Start with one model and one tool. Get one workload off the cloud. Prove to yourself it works. Then add the next tool.

I tried to stand up the entire stack in a weekend the first time and fried two days debugging cross-tool issues. The right path is one tool at a time, one workload at a time, until each piece is boringly reliable.

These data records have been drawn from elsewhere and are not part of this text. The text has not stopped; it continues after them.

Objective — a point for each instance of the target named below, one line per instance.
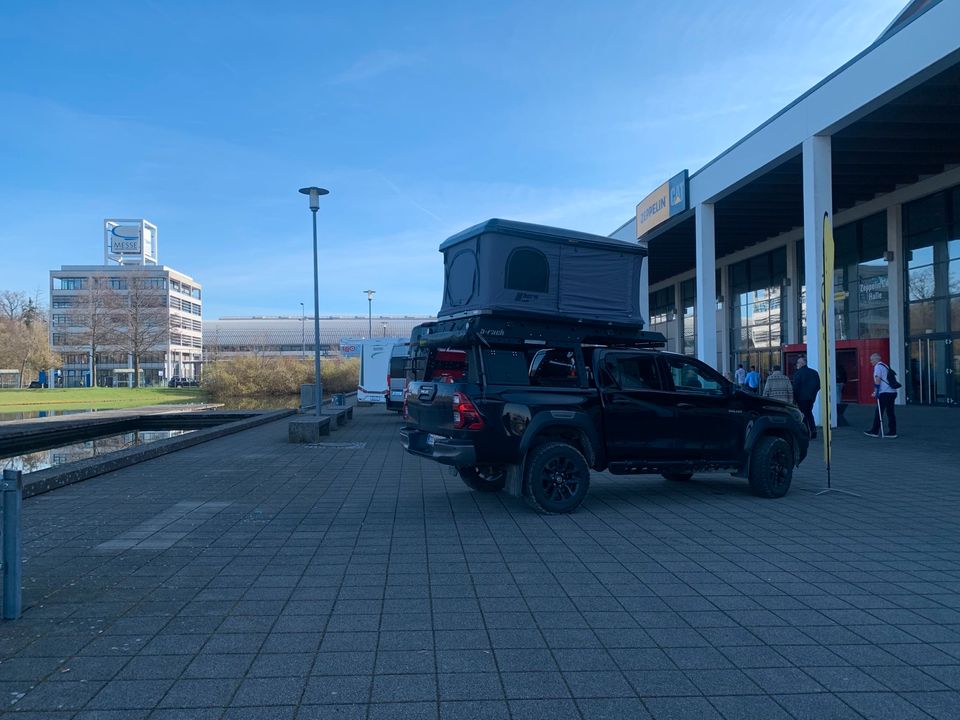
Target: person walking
(886, 398)
(806, 386)
(740, 376)
(778, 386)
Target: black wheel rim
(779, 468)
(560, 480)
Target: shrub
(254, 376)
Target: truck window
(632, 372)
(554, 366)
(446, 366)
(505, 367)
(693, 377)
(398, 366)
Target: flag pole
(826, 357)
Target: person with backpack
(885, 386)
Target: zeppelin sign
(662, 204)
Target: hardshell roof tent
(508, 266)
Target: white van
(374, 366)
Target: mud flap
(514, 484)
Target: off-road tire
(556, 478)
(488, 478)
(771, 467)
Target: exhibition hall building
(872, 151)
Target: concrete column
(678, 321)
(725, 366)
(706, 303)
(790, 298)
(895, 297)
(645, 289)
(817, 201)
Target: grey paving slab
(251, 578)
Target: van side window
(527, 269)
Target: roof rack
(499, 329)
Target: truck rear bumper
(449, 451)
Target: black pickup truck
(533, 406)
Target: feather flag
(826, 311)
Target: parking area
(250, 578)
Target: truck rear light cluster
(465, 413)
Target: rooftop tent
(501, 265)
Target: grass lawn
(93, 398)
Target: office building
(105, 320)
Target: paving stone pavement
(250, 578)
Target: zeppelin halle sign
(662, 204)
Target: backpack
(892, 378)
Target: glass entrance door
(934, 361)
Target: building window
(69, 283)
(756, 328)
(663, 314)
(527, 269)
(861, 291)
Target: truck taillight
(465, 413)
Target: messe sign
(666, 201)
(131, 242)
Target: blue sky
(421, 118)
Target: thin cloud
(401, 194)
(373, 65)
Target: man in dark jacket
(806, 386)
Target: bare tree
(140, 318)
(27, 344)
(12, 305)
(92, 315)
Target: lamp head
(314, 193)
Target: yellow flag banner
(826, 311)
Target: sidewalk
(251, 578)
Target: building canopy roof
(291, 331)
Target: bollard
(12, 490)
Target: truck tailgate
(430, 405)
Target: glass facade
(931, 242)
(663, 315)
(861, 290)
(756, 327)
(688, 301)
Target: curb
(42, 481)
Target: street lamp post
(315, 193)
(303, 340)
(370, 312)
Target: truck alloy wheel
(771, 467)
(557, 478)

That is how sovereign AI actually gets built — not as a single architectural moment, but as a slow migration of workloads from the meter to the metal, one rough edge at a time.

FAQ

Do I need all seven tools?

No. The minimum sovereign stack is one inference engine (MLX or Ollama) and a glue layer to point your apps at it. Everything else is additive based on the workloads you want to repatriate from the cloud.

How much storage do I need for this?

Plan on 200–500 GB just for model weights once you start running multiple models for different jobs. The 27B and 32B 4-bit checkpoints are 15–20 GB each. Add Whisper, add a few diffusion models, add LoRAs — it adds up fast.

What about Linux?

Most of this stack works on Linux too, but the trade-off shifts. On Linux you get faster GPU inference and a worse desktop tooling story. On Mac you get a better desktop tooling story and slower (but still good) inference. Choose based on whether your workflow is "operator at a desktop" or "headless server in a closet."

Is the cost savings really worth the complexity?

Honest answer: only if your daily inference load is non-trivial. If you spend $50/month on inference APIs, the breakeven on the hardware and the operator time is a long way out. If you spend $500/month, the math gets very obvious. Above that, the sovereign stack pays for itself within a quarter.